The foregoing reminds us that there is nothing special or marked about mixed schemas within the schematicity continuum. The reason to focus on them is they provide a concrete case where rival theories make different predictions. For convenience I will refer to the two rival theories as the "multi-schemas" view and the "rule+list" view.

Linguistic Questions

Important questions in linguistics and language learning are what principles govern the ease of learning a generalization R and how easily R can be creatively extended. The connectionist framework used here suggests the following factors:

Experiment Predictions

Experimental participants recognize familiar word combinations (plaid skirt) more easily than merely legal combinations (green skirt), while legal combinations are recognized more easily than anomalous combinations (Harris, 1997). In work reported in this paper, these same techniques have been applied to phrases which can be assimilated to both an adjective+noun schema as well as a mixed schema, such as first+noun.

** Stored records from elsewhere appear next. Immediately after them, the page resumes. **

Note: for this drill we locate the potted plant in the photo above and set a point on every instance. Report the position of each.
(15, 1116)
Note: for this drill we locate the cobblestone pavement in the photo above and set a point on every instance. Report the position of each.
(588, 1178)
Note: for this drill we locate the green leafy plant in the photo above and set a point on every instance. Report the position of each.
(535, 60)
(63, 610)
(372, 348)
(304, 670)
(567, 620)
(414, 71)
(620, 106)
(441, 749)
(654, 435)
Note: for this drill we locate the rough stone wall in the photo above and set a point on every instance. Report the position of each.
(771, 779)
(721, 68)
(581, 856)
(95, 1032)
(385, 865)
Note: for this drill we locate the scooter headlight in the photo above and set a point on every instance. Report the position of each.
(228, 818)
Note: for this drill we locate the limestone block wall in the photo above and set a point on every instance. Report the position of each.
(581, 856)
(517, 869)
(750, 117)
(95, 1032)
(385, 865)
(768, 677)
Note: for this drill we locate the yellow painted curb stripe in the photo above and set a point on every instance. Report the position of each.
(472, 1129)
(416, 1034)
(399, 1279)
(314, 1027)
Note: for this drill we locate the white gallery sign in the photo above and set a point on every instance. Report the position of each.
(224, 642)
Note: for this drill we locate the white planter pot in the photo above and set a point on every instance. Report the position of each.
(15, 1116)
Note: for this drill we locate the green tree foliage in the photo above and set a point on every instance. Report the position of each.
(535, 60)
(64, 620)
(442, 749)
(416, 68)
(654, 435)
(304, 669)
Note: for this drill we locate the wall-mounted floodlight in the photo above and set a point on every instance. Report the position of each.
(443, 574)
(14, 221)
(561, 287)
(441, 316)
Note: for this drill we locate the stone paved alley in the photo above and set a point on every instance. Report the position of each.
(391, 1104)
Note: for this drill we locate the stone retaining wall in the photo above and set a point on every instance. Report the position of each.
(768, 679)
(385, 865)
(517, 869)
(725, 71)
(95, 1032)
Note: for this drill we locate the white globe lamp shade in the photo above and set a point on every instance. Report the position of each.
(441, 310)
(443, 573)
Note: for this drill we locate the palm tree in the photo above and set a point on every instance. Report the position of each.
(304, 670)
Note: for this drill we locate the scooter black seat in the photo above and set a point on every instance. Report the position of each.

According to the multi-schemas view, speed of recognition of a phrase is influenced both by the phrase's frequency, and by its schema's frequency, where the schema can be any pattern less specific than the phrase. Consider the phrase high rule. Assuming that this phrase is unfamiliar, then its recognition will be facilitated by the strength of mixed schemas such as high+noun and also the general adjective+noun schema. According to the rule+list view, only the adjective+noun schema will be relevant.

These predictions can be tested using unfamiliar phrases which can be assimilated to either a low or high frequency schema. For example, text counts reveal fewer instances of low+noun phrases than of high+noun phrases. The multi-schema view that predicts better recognition of phrases such as high bicycle compared to low bicycle, while the rule+list view predicts no difference.

Advocates of the rule+list view could claim that high is a better adjective than low; that a feature of words is their adjectival goodness, and that adjectival goodness speeds assimilation to the adjective+noun schema. To refute these objections, phrases were collected in which the initial word could be used as either a noun or an adjective (fire town vs fire around).

Design of Simulations

Familiar word combinations were selected from Lund & Burgess (1996) and embedded in sentences generated by a phrase structure grammar, thus creating a corpus of language-like sequences. A simple recurrent network was used to predict the next word in the sentence, following Elman (1993).

To investigate learning and generalization, different training corpora were constructed in which frequency and diversity of word phrase patterns were systematically controlled. (In the initial simulations, diversity was investigated by varying the type-token ratios, although in later planned simulations, semantics will be used so that diversity will refer to conceptual domains.) Ease of learning was measured using number of training cycles until the identity and/or grammatical category of the second word of a phrase could be predicted to low error. The networks' reaction to novel phrases such as fire town and fire around were measured by amount of error generated by the second word.